El milagro aparece, en el propio Evangelio, como ambiguo. Se ve en unas ocasiones positivamente, en otras negativamente. Positivamente cuando es acogido con gratitud y alegría, suscita fe en Cristo y abre a la esperanza en un mundo futuro ya sin enfermedad ni muerte; negativamente cuando es solicitado, o incluso exigido, para creer. «¿Qué señal haces para que viéndola creamos en ti?» (Juan 6, 30). «Si no veis señales y prodigios no creéis», decía con tristeza Jesús a quienes le escuchaban (Juan 4, 48). La ambigüedad continúa, bajo otra forma, en el mundo de hoy. Por un lado hay quien busca el milagro a toda costa; está siempre a la caza de hechos extraordinarios, se detiene en ellos y en su utilidad inmediata. En el lado opuesto, hay quienes no dejan espacio alguno al milagro; lo contemplan hasta con cierta molestia, como si se tratara de una manifestación inferior de religiosidad, sin darse cuenta de que, de tal manera, se pretende enseñar a Dios mismo qué es o no la verdadera religiosidad.
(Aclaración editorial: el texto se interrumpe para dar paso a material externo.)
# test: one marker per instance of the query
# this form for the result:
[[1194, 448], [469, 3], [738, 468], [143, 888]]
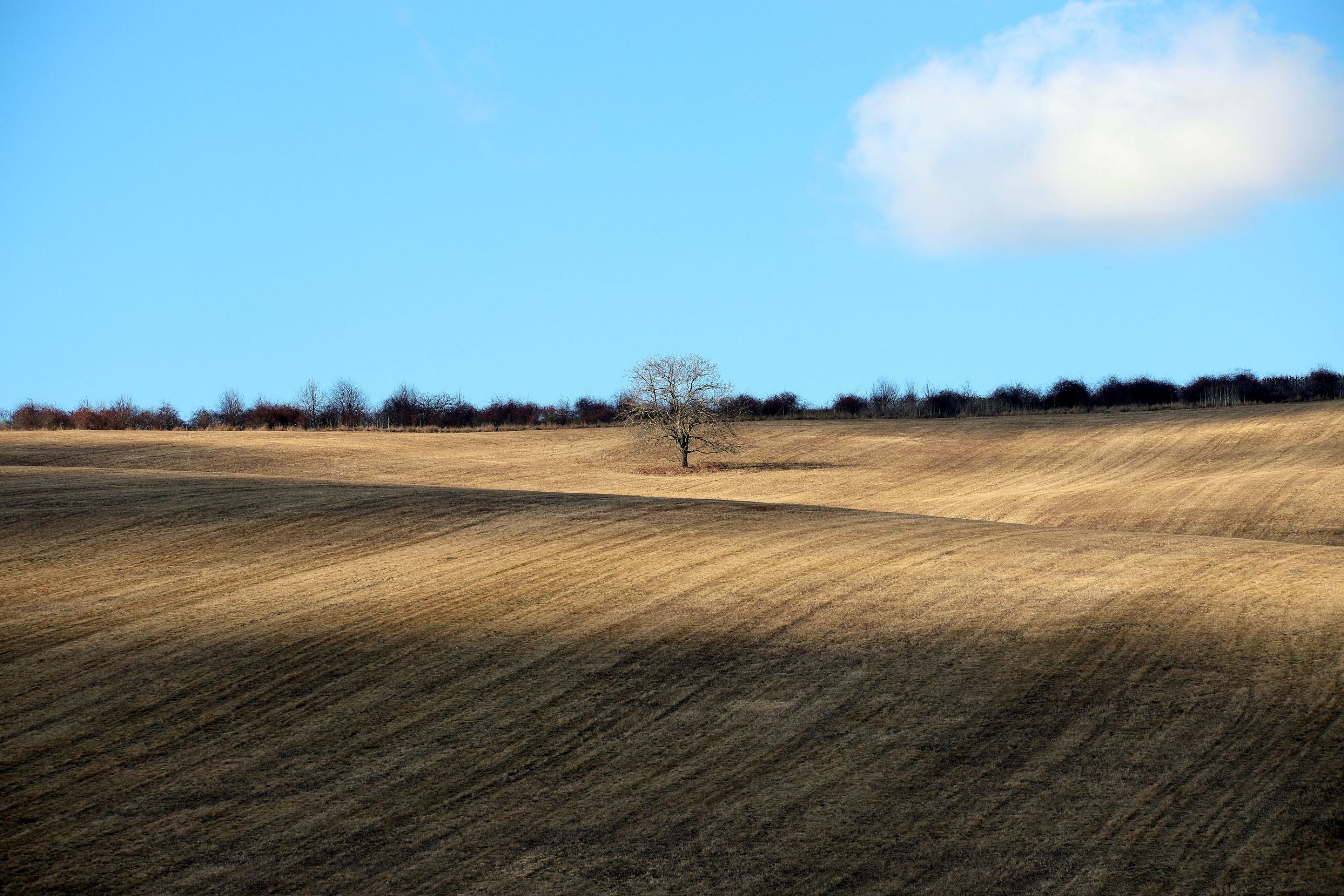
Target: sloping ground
[[1274, 472], [369, 663]]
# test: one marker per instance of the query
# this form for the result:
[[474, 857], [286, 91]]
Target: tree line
[[343, 405]]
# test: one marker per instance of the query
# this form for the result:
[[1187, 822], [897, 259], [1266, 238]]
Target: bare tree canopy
[[681, 398]]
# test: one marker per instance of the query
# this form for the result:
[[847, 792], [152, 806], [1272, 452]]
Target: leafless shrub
[[311, 401], [231, 409], [850, 405], [346, 405]]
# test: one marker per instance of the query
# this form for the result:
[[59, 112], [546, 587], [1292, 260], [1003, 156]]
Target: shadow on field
[[237, 685], [393, 757]]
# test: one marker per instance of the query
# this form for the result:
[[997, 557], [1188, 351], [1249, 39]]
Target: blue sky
[[528, 198]]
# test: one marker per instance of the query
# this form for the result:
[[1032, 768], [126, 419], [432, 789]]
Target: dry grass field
[[1077, 655]]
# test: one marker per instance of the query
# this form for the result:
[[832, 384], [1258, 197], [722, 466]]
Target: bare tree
[[681, 398], [347, 404], [231, 409], [311, 401], [883, 398]]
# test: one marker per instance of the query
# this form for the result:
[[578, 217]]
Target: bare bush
[[850, 405], [231, 409], [311, 401], [346, 405]]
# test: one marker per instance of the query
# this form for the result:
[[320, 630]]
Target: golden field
[[1069, 653]]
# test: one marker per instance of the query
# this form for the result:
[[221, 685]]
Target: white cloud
[[1101, 123]]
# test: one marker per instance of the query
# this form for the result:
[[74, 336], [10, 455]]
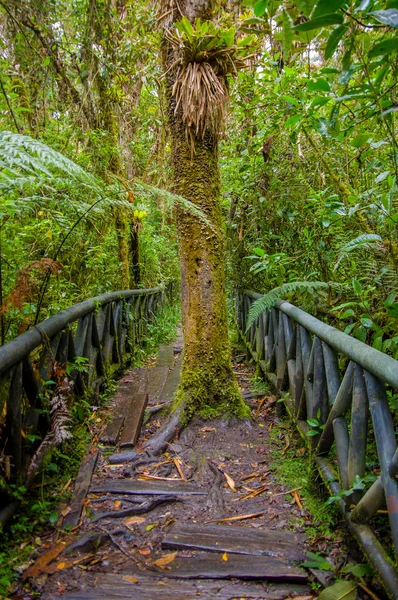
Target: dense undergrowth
[[40, 510]]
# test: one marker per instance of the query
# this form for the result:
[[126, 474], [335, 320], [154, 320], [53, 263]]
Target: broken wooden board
[[156, 379], [237, 540], [134, 383], [172, 383], [133, 420], [165, 357], [148, 488], [211, 565], [81, 488], [112, 586]]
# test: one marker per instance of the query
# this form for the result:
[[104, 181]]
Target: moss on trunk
[[208, 386]]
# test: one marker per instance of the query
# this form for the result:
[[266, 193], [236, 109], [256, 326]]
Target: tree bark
[[208, 386]]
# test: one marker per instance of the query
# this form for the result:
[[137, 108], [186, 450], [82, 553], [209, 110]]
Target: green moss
[[293, 470]]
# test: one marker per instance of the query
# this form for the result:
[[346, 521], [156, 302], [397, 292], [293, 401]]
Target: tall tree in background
[[198, 57]]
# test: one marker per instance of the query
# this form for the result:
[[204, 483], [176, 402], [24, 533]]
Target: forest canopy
[[307, 151]]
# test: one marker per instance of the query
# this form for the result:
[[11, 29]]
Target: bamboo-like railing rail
[[342, 383], [104, 330]]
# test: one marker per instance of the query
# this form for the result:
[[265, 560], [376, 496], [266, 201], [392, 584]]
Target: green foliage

Algunos debates recientes suscitados por el «fenómeno Padre Pío» han evidenciado cuánta confusión existe aún acerca del milagro. No es verdad, por ejemplo, que la Iglesia considere milagro todo hecho inexplicable (¡de estos, se sabe, está lleno el mundo y también la medicina!). Considera milagro sólo aquel hecho inexplicable que, por las circunstancias en las que ocurre (rigurosamente comprobadas), reviste el carácter de señal divina, esto es, de confirmación dada a una persona o de respuesta a una oración. Si una mujer, de nacimiento sin pupilas, en cierto momento empieza a ver, aun sin pupilas, esto puede ser catalogado como hecho inexplicable, pero si sucede precisamente mientras se confiesa con el padre Pío, como de hecho ocurrió, entonces ya no basta hablar sencillamente de «hecho inexplicable».
Nuestros amigos «laicos», con sus actitud crítica ante los milagros, ofrecen una contribución preciosa a la fe misma, porque se muestran atentos a las falsificaciones fáciles en este terreno. Sin embargo también aquellos deben contemplarse desde una aproximación acrítica. Es igual de equivocado creer a priori en todo lo que circula como milagroso como rechazar a priori todo, sin tomarse siquiera la molestia de examinar sus pruebas. Se puede ser crédulos, pero también... incrédulos, que no es [una actitud] tan distinta.